BAE Systems is cited in the document as the principal supplier of Eurofighter Tornado and Typhoon jet aircrafts to the Saudi air force.
The UK arm of Raytheon, which manufactures Paveway IV guided missiles used in the conflict, was also mentioned.
The dossier says that BAE Systems "purposely intended" to supply Riyadh with arms even after company bosses would have been aware of an "abundance of reporting on the violations being committed", according to The Guardian.
France's Dassault and Thales, Italy's Leonardo, and Airbus companies in Spain and Germany were also referenced in the report.

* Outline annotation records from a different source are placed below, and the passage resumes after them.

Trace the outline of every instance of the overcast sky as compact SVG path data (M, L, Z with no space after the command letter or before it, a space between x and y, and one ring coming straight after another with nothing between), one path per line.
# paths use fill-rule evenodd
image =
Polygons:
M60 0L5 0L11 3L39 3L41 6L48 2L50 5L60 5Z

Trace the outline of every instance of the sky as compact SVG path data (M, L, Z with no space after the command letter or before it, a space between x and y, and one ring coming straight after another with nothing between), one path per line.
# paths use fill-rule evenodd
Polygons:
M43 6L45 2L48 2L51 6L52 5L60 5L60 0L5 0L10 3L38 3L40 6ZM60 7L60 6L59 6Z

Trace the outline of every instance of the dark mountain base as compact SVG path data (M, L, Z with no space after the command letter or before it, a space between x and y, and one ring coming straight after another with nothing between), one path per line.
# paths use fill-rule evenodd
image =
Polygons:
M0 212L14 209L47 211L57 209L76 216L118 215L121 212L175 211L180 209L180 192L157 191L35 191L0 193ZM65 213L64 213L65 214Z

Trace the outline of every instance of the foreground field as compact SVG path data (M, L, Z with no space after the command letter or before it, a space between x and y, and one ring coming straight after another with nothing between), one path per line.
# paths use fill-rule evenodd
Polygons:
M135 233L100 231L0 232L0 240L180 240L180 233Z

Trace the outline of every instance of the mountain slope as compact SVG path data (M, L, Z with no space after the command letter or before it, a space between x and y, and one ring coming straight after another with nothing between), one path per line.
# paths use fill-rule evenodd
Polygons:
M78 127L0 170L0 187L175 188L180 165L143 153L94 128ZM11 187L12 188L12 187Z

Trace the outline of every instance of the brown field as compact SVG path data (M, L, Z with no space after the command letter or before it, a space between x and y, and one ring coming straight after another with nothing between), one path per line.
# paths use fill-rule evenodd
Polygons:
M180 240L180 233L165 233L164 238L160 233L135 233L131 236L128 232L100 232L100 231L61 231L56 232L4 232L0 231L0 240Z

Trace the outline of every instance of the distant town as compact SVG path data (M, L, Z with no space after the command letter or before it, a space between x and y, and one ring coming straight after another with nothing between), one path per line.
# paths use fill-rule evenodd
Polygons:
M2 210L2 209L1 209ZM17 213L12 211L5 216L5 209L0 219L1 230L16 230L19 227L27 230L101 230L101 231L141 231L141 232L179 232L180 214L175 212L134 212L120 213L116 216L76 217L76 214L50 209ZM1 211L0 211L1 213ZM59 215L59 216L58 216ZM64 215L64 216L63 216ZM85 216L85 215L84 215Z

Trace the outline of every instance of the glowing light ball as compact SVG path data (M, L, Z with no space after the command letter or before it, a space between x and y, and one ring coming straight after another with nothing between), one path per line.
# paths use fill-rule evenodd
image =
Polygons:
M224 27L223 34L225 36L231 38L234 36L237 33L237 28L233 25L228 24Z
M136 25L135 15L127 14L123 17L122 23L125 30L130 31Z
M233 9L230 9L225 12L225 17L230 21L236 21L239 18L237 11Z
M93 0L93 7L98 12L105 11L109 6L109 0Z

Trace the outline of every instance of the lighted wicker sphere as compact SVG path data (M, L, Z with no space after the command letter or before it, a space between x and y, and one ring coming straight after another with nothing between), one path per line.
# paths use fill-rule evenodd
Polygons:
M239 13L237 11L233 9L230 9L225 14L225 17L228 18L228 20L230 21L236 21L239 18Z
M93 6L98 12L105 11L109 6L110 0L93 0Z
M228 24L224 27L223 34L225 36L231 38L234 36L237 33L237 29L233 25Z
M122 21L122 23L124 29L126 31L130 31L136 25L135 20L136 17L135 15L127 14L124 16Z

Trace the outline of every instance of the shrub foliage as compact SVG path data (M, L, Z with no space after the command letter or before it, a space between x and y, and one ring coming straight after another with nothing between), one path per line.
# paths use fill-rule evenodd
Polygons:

"Any company executive can read a newspaper and understand that the human rights risk assessments of some European governments have failed catastrophically," said Patrick Wilcken.
"Company executives have had ample time and access to plenty of reliable information to reassess their decisions to supply the Coalition in the light of the horrific events in Yemen. Hiding behind flawed government decision-making is not good enough - now they could face criminal charges before an international criminal court."
Government data showed that London licensed £5.3 million ($6.85 million) worth of arms sales to Riyadh from March 2015 until March 2019, amounting to almost a 50 percent increase on the value of arms licenses, which stood at £3.8 million ($4.8 million) prior to the Yemen conflict.
A UK court ruled in June that it was illegal for the government to license weapons exports to Saudi Arabia without first assessing whether there was an "historic pattern of breaches of international humanitarian law" by the Saudi-led coalition fighting Yemen's Houthi rebels.